Experts say ALPHV and Scatter Spider attacks are financially motivated, with ransom for stolen data being the ultimate goal. ALPHV has confirmed that MGM refused to pay, though Caesars, which suffered a similar attack, reportedly paid a $15 million ransom.
In a Sep. 14 SEC filing, Caesars said it was a victim of a cyber-attack, and the target was “an outsourced IT support vendor.”
That aligns with Okta’s statement that its customers experienced a consistent pattern of attacks.
Hackers Use Social Engineering
The identity management company says hackers used social engineering and presented themselves as the victim firms’ employees. Social engineering is a form of manipulation through social pressure.
The attackers’ plan usually involves targeting the IT help desk and convincing them to reset all or administrators’ multi-factor authentications (MFA). MFA is a security method that requires multiple passwords to access an account, like getting a text message or email when logging into your account.
In August, in a blog post, Okta released information on the hackers’ patterns, including:
- The attacker would obtain passwords or exploit an Active Directory vulnerability before contacting the helpdesk.
- The hacker would access the compromised account through a proxy server and IP address.
- The attacker would elevate other accounts’ security through compromised Super Administrator accounts and reset or eliminate MFA for different accounts.
- Through a second Identity Provider, the hacker would gain access to applications within the compromised organization on behalf of other users.
- Attackers manipulated usernames to provide the ability for single sign-on into applications.

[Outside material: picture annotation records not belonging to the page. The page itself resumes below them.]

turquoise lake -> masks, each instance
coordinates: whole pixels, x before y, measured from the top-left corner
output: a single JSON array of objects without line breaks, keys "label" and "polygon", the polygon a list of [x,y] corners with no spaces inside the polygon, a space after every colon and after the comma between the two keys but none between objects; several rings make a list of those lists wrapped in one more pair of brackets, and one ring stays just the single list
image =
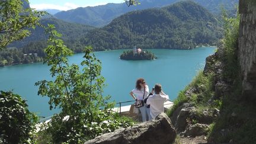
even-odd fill
[{"label": "turquoise lake", "polygon": [[[205,59],[214,53],[216,47],[199,47],[193,50],[149,50],[158,59],[148,61],[126,61],[119,56],[123,50],[95,52],[102,62],[102,75],[107,87],[104,95],[111,95],[116,102],[133,100],[129,92],[136,80],[143,78],[151,89],[155,84],[162,84],[163,91],[171,101],[204,68]],[[83,53],[69,58],[70,63],[79,64]],[[52,79],[50,67],[42,63],[0,68],[0,90],[12,90],[27,100],[30,111],[40,116],[49,117],[59,110],[49,110],[48,98],[37,95],[34,83]],[[123,105],[128,105],[129,103]]]}]

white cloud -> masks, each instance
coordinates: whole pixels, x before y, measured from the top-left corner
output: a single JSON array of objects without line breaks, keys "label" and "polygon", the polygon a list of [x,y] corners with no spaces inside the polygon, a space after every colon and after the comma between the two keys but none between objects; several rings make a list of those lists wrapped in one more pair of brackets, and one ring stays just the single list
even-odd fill
[{"label": "white cloud", "polygon": [[68,11],[72,9],[75,9],[78,7],[86,7],[88,6],[97,6],[100,5],[105,5],[107,3],[97,3],[90,5],[78,5],[73,3],[66,2],[63,5],[55,5],[51,4],[31,4],[30,7],[37,10],[45,9],[58,9],[60,11]]}]

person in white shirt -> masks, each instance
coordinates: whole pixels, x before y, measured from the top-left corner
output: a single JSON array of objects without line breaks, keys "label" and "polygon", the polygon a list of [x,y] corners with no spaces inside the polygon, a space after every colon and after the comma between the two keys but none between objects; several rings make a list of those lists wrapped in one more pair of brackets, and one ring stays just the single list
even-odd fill
[{"label": "person in white shirt", "polygon": [[[136,101],[144,101],[144,99],[148,97],[149,93],[149,87],[146,85],[145,81],[143,78],[139,78],[136,81],[136,88],[130,92],[130,95]],[[142,116],[142,121],[146,121],[147,114],[149,116],[151,115],[149,108],[146,108],[146,104],[144,104],[144,106],[139,108],[139,109]]]},{"label": "person in white shirt", "polygon": [[151,117],[155,119],[156,117],[164,112],[164,103],[169,100],[169,96],[162,91],[162,86],[160,84],[155,85],[155,94],[149,96],[146,104],[150,104],[150,114]]}]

Okta also provided prevention suggestions, System Log events, and workflow templates to detect possible attacks better.
Social engineering attacks are not limited to cyber-attacks. In July, the Nevada Gaming Control Board (NGCB) warned all state casinos after the Circa Resort & Casino in downtown Vegas was a victim of social engineering attacks worth $1.17 million. These involved fooling casino cage cashiers into hand-delivering large sums of cash to attackers posing as high-ranking executives at the company.

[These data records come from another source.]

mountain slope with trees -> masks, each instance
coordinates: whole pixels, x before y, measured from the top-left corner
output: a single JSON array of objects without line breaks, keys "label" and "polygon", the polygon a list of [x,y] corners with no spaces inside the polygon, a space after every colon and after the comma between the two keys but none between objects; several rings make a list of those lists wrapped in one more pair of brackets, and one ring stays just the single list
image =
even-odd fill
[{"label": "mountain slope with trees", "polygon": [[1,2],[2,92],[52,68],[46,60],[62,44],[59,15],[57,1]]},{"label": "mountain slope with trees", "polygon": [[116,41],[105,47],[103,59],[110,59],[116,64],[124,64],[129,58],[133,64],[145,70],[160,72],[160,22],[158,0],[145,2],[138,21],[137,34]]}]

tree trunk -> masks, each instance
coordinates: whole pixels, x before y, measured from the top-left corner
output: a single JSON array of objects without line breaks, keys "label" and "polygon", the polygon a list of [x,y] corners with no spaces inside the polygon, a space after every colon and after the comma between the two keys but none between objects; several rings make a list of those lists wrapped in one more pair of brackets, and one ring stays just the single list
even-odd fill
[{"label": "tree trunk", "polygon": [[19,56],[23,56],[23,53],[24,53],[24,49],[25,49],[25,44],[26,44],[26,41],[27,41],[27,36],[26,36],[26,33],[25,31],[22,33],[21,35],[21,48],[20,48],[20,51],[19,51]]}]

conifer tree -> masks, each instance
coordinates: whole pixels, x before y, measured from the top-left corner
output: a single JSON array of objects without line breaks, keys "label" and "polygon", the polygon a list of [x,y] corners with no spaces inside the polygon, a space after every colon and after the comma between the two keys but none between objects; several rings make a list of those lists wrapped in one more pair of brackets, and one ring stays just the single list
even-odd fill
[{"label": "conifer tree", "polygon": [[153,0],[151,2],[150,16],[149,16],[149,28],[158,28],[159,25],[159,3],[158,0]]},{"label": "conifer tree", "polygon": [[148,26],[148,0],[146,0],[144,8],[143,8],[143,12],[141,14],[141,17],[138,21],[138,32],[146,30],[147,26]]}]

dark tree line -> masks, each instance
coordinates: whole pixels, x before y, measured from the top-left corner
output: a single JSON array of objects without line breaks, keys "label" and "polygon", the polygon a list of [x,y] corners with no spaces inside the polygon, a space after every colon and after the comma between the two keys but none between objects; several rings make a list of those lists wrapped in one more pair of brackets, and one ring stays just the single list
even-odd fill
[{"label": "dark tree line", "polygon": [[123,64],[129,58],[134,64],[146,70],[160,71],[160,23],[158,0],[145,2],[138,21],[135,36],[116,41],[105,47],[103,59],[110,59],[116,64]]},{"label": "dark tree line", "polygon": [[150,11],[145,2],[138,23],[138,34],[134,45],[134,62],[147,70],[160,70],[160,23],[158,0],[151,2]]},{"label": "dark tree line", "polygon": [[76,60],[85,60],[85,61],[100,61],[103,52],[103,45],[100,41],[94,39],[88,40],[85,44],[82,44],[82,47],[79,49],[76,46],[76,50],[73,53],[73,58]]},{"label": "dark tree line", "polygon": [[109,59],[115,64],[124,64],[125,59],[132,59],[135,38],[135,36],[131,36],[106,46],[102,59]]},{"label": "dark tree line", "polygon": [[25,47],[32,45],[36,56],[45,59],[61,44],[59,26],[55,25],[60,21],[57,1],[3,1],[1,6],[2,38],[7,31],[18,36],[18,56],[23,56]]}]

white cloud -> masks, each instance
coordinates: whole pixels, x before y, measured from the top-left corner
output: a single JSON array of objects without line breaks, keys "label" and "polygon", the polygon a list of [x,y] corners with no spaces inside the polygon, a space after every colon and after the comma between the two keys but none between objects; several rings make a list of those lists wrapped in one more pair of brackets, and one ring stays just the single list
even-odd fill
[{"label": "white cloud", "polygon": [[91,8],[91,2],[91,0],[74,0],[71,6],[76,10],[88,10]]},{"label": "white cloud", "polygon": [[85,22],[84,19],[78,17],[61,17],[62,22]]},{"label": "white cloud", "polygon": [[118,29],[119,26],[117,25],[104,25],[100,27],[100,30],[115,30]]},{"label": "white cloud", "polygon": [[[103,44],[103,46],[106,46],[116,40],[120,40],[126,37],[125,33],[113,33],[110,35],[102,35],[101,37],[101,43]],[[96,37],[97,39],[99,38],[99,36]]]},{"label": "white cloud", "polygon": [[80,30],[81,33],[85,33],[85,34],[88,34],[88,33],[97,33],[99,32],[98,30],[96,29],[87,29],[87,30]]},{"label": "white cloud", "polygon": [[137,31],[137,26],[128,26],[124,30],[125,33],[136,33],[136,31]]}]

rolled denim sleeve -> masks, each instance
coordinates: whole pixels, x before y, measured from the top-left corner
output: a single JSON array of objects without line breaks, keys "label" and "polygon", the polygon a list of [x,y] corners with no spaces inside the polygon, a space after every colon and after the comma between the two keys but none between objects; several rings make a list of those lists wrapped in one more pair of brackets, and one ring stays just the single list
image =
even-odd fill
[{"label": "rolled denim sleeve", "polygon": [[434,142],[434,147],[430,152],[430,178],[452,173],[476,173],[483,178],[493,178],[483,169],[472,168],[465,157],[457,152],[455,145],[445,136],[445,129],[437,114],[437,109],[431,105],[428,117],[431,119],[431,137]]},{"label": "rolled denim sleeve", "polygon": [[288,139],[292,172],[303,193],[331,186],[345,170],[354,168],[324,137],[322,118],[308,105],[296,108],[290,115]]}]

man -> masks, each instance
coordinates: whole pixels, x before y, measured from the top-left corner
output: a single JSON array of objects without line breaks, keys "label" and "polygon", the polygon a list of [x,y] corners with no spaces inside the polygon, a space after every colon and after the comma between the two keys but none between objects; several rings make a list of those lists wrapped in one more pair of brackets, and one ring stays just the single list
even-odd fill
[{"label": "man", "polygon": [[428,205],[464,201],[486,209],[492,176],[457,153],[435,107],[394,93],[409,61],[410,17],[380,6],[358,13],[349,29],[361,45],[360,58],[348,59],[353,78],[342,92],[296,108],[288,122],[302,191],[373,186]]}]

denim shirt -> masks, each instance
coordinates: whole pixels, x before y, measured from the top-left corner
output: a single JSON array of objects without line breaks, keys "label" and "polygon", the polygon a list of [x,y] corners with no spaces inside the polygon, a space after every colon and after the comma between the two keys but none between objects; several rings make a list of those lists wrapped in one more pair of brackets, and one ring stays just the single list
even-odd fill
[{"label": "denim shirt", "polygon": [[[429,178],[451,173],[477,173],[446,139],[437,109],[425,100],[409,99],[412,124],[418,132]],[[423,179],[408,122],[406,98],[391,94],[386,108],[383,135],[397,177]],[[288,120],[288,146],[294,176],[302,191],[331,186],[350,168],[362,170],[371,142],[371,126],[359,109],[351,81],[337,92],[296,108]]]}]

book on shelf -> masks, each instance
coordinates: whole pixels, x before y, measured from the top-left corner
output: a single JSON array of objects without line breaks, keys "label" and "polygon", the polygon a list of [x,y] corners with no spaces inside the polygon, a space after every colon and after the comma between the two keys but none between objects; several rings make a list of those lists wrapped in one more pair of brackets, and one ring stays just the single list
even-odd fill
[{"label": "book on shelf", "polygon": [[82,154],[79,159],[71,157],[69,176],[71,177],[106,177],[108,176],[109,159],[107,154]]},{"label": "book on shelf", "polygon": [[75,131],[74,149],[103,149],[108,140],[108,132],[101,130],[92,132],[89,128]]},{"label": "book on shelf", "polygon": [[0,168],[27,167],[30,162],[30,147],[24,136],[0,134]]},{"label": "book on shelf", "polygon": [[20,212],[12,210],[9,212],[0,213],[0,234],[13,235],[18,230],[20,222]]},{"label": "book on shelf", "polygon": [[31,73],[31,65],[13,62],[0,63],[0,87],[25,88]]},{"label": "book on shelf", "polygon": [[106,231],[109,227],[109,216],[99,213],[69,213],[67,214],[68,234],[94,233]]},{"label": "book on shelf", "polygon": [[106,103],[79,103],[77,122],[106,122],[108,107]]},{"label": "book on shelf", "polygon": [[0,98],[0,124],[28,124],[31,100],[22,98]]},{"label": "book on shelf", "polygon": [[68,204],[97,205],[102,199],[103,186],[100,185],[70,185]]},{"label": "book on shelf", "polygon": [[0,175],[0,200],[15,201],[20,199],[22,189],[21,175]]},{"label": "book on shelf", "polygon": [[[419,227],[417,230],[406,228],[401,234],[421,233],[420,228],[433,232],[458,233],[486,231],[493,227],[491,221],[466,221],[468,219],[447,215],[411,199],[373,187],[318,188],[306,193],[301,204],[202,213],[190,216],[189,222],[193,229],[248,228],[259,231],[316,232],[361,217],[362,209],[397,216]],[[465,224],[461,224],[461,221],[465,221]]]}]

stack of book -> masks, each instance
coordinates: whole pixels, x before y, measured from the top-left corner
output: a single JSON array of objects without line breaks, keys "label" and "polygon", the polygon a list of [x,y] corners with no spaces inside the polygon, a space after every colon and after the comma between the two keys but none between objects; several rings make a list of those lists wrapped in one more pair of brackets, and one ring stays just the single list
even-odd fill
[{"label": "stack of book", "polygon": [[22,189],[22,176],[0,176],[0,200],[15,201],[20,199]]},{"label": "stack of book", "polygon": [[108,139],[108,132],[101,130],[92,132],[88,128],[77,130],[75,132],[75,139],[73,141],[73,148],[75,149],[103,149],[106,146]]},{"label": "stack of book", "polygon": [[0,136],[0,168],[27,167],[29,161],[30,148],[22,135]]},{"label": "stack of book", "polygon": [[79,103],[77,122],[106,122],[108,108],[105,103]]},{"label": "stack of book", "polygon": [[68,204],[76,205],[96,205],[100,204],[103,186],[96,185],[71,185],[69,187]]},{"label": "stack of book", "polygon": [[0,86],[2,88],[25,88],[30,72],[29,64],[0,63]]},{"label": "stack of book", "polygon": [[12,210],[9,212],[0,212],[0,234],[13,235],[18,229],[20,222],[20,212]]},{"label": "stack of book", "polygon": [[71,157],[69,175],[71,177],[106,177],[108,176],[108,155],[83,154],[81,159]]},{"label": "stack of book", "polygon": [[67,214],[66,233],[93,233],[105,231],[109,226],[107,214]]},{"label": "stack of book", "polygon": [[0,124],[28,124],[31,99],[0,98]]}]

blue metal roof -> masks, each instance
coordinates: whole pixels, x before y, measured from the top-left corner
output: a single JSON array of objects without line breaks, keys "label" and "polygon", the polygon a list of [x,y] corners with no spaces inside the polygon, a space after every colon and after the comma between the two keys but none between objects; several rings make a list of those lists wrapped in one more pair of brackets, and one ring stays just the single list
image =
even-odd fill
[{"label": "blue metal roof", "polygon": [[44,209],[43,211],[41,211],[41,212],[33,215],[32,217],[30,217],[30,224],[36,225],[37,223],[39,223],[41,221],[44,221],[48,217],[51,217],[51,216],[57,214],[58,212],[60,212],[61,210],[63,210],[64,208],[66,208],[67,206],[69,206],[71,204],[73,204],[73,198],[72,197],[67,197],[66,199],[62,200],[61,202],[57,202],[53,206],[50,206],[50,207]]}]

Recent Attacks Number in the Hundreds
Beyond the five recent attacks, Okta’s CSO says social engineering attacks have increased. Bradbury said:
We’ve seen consistently over the past six to 12 months, a ramp up in these types of attacks.
The two groups, ALPHV and Scattered Spider, are among the most active hackers. Charles Carmakal, Chief Technology Officer with Google’s Mandiant cybersecurity unit, told the Wall Street Journal that UNC 3944 (another name for Scattered Spider) had attacked more than 100 organizations in the past two years.
Meanwhile, in April 2022, the FBI released a flash report on ALPHV. In it, the agency says the hacker group is responsible for over 60 attacks. In addition, the FBI says ALPHV is the first group to use a newer and sophisticated programming language called RUST. ALPHV is thought to be responsible for recent attacks on Western Digital and Reddit.